Values of p and q come through ACF and PACF plots. So let us understand both ACF and PACF!
"""
"""
#Below code plots, both ACF and PACF plots for us
from pandas.plotting import autocorrelation_plot
from statsmodels.graphics.tsaplots import plot_pacf, plot_acf
autocorrelation_plot(df_log)
plot_pacf(df_log, lags=10)
plt.show()
"""
# plot acf and pacf graphs ( auto corellation function and partially auto corellation function )
# to find 'p' from p,d,q we need to use, PACF graphs and for 'q' use ACF graph
from statsmodels.tsa.stattools import acf,pacf
# we use d value here(data_log_shift)
acf = acf(df_log_diff, nlags=15)
pacf= pacf(df_log_diff, nlags=15,method='ols')
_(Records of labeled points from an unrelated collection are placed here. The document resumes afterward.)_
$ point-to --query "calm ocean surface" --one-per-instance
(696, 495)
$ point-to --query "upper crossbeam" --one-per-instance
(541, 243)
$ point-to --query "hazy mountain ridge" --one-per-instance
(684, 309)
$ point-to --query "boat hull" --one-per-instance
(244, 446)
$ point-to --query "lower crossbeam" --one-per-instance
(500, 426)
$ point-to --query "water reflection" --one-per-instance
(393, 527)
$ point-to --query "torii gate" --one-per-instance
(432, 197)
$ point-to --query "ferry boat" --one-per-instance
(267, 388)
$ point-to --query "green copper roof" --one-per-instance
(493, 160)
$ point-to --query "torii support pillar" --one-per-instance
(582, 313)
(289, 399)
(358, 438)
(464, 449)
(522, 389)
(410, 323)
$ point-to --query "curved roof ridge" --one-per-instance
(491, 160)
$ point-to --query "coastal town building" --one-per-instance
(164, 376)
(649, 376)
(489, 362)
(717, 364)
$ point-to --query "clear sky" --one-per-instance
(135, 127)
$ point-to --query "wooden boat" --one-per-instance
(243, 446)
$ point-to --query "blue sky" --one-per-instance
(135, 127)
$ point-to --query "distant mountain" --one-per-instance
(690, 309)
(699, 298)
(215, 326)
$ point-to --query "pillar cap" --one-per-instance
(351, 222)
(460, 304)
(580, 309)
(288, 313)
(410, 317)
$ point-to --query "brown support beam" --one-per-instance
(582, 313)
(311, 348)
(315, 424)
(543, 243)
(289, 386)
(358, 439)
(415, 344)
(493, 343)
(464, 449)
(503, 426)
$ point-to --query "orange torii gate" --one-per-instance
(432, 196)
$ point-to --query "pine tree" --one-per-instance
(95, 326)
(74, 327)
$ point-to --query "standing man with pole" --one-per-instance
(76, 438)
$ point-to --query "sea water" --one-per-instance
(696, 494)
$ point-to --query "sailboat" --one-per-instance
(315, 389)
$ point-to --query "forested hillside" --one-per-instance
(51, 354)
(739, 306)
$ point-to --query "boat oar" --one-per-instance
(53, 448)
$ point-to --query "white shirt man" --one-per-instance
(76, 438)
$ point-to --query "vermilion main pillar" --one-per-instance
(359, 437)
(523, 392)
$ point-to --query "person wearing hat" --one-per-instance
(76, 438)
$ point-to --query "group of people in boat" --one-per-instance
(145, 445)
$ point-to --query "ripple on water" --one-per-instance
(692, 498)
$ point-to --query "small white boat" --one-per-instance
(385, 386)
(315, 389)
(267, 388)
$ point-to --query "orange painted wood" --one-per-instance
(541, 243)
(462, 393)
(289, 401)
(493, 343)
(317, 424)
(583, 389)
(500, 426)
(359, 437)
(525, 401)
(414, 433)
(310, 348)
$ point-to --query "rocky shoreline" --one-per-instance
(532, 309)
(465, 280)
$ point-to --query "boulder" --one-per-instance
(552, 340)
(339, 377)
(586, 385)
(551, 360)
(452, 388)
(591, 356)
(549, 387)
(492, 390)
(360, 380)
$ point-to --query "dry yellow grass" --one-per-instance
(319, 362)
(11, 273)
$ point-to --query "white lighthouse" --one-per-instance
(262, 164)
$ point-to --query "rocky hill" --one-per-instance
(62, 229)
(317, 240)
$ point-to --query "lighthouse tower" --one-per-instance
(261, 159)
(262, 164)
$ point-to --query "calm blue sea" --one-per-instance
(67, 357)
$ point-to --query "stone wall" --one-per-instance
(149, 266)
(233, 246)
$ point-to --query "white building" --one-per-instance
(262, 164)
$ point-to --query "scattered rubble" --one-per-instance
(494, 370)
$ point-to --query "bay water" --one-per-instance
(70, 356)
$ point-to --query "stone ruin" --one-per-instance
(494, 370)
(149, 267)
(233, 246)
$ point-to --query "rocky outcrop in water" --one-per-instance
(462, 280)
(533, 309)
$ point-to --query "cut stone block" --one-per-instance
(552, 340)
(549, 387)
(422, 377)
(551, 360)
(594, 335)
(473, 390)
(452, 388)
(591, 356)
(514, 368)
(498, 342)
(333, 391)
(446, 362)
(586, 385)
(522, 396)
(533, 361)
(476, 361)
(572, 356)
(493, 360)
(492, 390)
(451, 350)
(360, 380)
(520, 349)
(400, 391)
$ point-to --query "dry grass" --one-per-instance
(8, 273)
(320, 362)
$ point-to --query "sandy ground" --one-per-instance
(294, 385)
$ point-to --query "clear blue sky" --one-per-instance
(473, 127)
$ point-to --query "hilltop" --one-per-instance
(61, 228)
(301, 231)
# ols stands for ordinary least squares used to minimise the errors
# 121 and 122 makes the data to look side by size
#plot PACF
plt.subplot(121)
plt.plot(acf)
plt.axhline(y=0,linestyle='-',color='blue')
plt.axhline(y=-1.96/np.sqrt(len(df_log_diff)),linestyle='--',color='black')
plt.axhline(y=1.96/np.sqrt(len(df_log_diff)),linestyle='--',color='black')
plt.title('Auto corellation function')
plt.tight_layout()
#plot ACF
plt.subplot(122)
plt.plot(pacf)
plt.axhline(y=0,linestyle='-',color='blue')
plt.axhline(y=-1.96/np.sqrt(len(df_log_diff)),linestyle='--',color='black')
plt.axhline(y=1.96/np.sqrt(len(df_log_diff)),linestyle='--',color='black')
plt.title('Partially auto corellation function')
plt.tight_layout()
"""
What suggests AR(q) terms in a model?
ACF shows a decay
PACF cuts off quickly
What suggests MA(p) terms in a model?
ACF cuts off sharply
PACF decays gradually
In PACF, the plot crosses the first dashed line(95% confidence interval line) around lag 2 hence p=2
Below code fits an ARIMA model for us
"""
from statsmodels.tsa.arima_model import ARIMA
model = ARIMA(df_log, order=(3,1,3))
result_AR = model.fit(disp = 0)
plt.plot(df_log_diff)
plt.plot(result_AR.fittedvalues, color='red')
plt.title("sum of squares of residuals")
print('RSS : %f' %sum((result_AR.fittedvalues-df_log_diff["Consumption"])**2))
#RSS : 0.5227
# less the RSS more effective the model is
"""
forecast electricity consumption for next 4 months
"""
"""
future=df_log
future=future.reset_index()
mon=future["Date"]
mon=mon+pd.DateOffset(months=7)
future_dates = mon[-7-1:]
future = future.set_index('Date')
newDf = pd.DataFrame(index=future_dates, columns=future.columns)
future = pd.concat([future,newDf])
future["Forecast Consumption"]= result_AR.predict(start=35, end =43, dynamic=True)
future["Forecast Consumption"].iloc[-10:]=result_AR.forecast(steps=10)[0]
future[['Consumption','Forecast Consumption']].plot()
"""
# we founded the predicted values in the above code and we need to print the values in the form of series
ARIMA_predicts = pd.Series(result_AR.fittedvalues,copy=True)
ARIMA_predicts.head()
# finding the cummulative sum
ARIMA_predicts_cumsum = ARIMA_predicts.cumsum()
print(ARIMA_predicts_cumsum.head())
ARIMA_predicts_log = pd.Series(df_log['Consumption'],index = df_log.index)
ARIMA_predicts_log = ARIMA_predicts_log.add(ARIMA_predicts_cumsum,fill_value=0)
print(ARIMA_predicts_log.head())
# converting back to the exponential form results in getting back to the original data.
ARIMA_final_preditcs = np.exp(ARIMA_predicts_log)
rcParams['figure.figsize']=10,10
plt.plot(df)
plt.plot(ARIMA_predicts_cumsum)
plt.plot(ARIMA_predicts_cumsum)
plt.plot(df)
#future prediction
result_AR.plot_predict(1,500)
x=result_AR.forecast(steps=200)
# from the above graph, we calculated the future predictions till 2024
# the greyed out area is the confidence interval wthe predictions will not cross that area.
#Finally we calculated the units(value) of electricity is consumed in the coming future using time series analysis.